Creators of The Following, I’m letting you off for now. No further questions, you are free to go.
But then I started thinking (a rarity)…
I started thinking about the solitary main black male character in The Walking Dead from the start of the first series up until the end of the second.
IronE Singleton plays Theodore ‘T-Dog’ Douglas in 20 full episodes. He was with us from the very start, up until his heroic end (via the teeth of a white zombie).
So it was a shock when he was killed off right? Wrong. But we did miss him a little bit right? Wrong again. Why? Because he was literally the only main character from the band of survivors who was never given any chance to develop whatsoever. We had no emotional attachment to him because he was always in the background. He was never integral to the story, and his only main duties were leaving an evil white man for dead and being ill for a while. And where did this black character meet his end? Well, in a world without law or government – in prison of course. How IronIC.
For me, the character T-Dog symbolised a temporary re-emergence of the token black guy. He was only there to even-up the demographic a bit. He had no importance to the story and its development, and the worst part? Just before he was killed off we were introduced to his replacement…
…Vincent M. Ward plays prison convict Oscar (of course he does). Another background character who again doesn’t have any bearing on the story whatsoever.
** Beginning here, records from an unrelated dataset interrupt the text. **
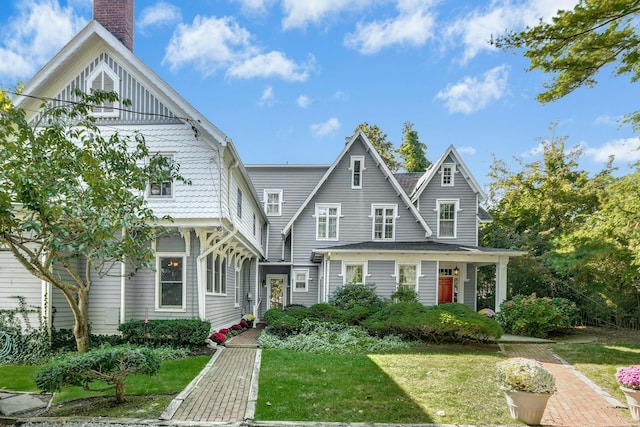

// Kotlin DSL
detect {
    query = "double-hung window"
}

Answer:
[437,200,458,238]
[371,205,398,240]
[316,203,340,240]
[440,163,456,187]
[87,62,120,117]
[351,156,364,189]
[342,262,367,285]
[264,190,282,216]
[293,270,309,292]
[156,253,186,310]
[397,264,418,292]
[149,155,173,198]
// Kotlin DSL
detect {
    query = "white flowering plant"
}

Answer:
[496,357,556,393]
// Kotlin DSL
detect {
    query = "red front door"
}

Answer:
[438,277,453,304]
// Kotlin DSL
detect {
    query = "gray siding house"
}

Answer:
[0,0,268,334]
[0,0,521,342]
[246,132,521,316]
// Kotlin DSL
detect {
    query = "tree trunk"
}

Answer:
[73,289,89,353]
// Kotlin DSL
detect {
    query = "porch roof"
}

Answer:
[311,240,527,262]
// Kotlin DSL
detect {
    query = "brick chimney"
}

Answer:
[93,0,133,52]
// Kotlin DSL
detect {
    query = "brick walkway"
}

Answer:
[504,344,638,427]
[166,329,261,423]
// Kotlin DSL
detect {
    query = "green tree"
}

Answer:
[398,122,431,172]
[481,128,611,296]
[493,0,640,130]
[0,91,182,352]
[354,122,401,173]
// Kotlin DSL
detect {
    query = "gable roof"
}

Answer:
[282,129,433,237]
[13,19,268,222]
[411,145,487,202]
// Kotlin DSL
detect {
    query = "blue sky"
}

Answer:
[0,0,640,191]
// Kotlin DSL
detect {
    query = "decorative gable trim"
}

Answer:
[282,129,433,237]
[411,145,487,203]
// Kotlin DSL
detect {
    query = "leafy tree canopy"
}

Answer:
[0,91,182,352]
[354,122,401,173]
[492,0,640,130]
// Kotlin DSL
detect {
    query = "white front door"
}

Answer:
[267,274,287,310]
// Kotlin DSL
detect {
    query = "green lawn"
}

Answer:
[256,345,517,424]
[551,344,640,403]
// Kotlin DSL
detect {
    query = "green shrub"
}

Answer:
[264,308,306,337]
[0,297,51,364]
[362,302,502,342]
[496,293,578,338]
[118,319,211,349]
[304,303,344,323]
[35,345,162,403]
[329,283,383,310]
[259,319,410,354]
[391,286,418,302]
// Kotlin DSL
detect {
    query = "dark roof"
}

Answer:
[311,240,521,262]
[393,172,424,196]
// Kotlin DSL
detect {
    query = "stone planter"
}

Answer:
[620,387,640,420]
[504,390,551,425]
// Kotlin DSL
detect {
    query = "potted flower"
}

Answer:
[616,365,640,420]
[242,314,256,328]
[496,357,556,424]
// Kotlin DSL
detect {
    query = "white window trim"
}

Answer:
[85,62,120,117]
[155,252,187,313]
[371,204,399,242]
[233,267,242,307]
[393,261,422,293]
[263,189,282,216]
[435,199,460,239]
[313,203,342,241]
[440,163,456,187]
[291,268,309,292]
[339,261,369,285]
[210,252,229,297]
[147,153,176,200]
[349,156,365,190]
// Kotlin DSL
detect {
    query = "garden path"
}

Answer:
[503,343,637,427]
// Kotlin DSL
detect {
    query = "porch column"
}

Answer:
[495,257,509,312]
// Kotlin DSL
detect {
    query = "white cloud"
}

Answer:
[136,1,182,34]
[596,114,619,126]
[583,138,640,163]
[228,51,313,82]
[282,0,371,30]
[311,117,341,137]
[436,65,509,114]
[258,86,276,107]
[344,1,435,55]
[442,0,578,62]
[457,145,476,156]
[296,95,311,108]
[0,0,87,85]
[162,16,314,81]
[233,0,275,15]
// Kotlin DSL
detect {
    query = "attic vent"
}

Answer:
[86,62,120,117]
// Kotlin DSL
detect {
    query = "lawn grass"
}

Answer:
[551,344,640,402]
[0,356,211,419]
[0,365,41,392]
[256,345,514,424]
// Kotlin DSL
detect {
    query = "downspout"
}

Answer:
[120,257,127,324]
[196,227,238,320]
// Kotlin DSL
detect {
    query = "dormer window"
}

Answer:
[149,155,173,198]
[351,156,364,189]
[87,62,120,117]
[440,163,456,187]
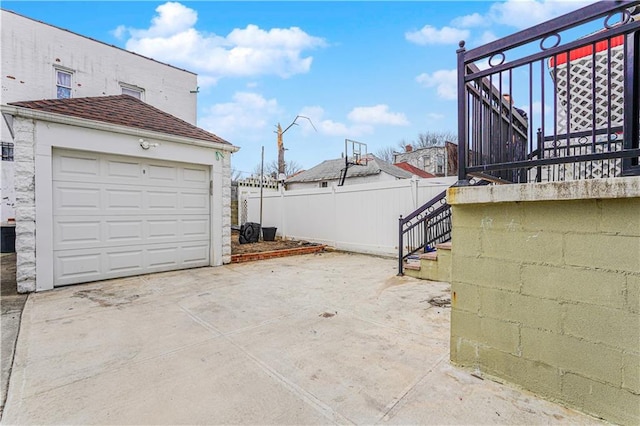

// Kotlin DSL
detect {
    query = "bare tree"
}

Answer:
[376,146,396,163]
[253,160,302,179]
[376,131,458,159]
[413,131,458,148]
[231,167,242,182]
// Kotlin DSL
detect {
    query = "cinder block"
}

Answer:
[599,198,640,237]
[622,353,640,395]
[478,346,562,398]
[480,317,520,354]
[482,231,563,265]
[562,373,640,425]
[521,327,622,387]
[450,335,478,367]
[524,200,600,233]
[451,226,482,256]
[451,281,480,313]
[479,289,564,333]
[522,265,625,307]
[563,304,640,352]
[451,309,480,341]
[564,234,640,273]
[624,275,640,314]
[451,255,520,291]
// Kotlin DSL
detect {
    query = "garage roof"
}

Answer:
[9,95,230,145]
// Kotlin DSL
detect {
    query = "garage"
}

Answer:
[52,149,211,286]
[1,95,239,293]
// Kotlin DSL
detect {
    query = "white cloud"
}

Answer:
[347,104,409,126]
[198,92,280,144]
[427,112,445,121]
[416,69,458,100]
[404,25,469,45]
[112,2,326,85]
[300,106,373,138]
[485,0,593,29]
[478,31,498,45]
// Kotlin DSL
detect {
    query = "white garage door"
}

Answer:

So what is he there for? Again it seems just to fill the frame, make the odd remark, and wait for his inevitable demise. Which, will surely be soon, as… another black character has just been introduced. Yes, just before the end of the third season’s mid-point finale, we were curiously presented with Tyreese (Chad L. Coleman).
Oscar, your days are numbered. The Walking Dead – tread carefully.
So is it just me or is the token black character being snuck back into productions purely for the duty of fulfilling that type of role – token black guy?
Are there anymore examples out there which haven’t been noticed?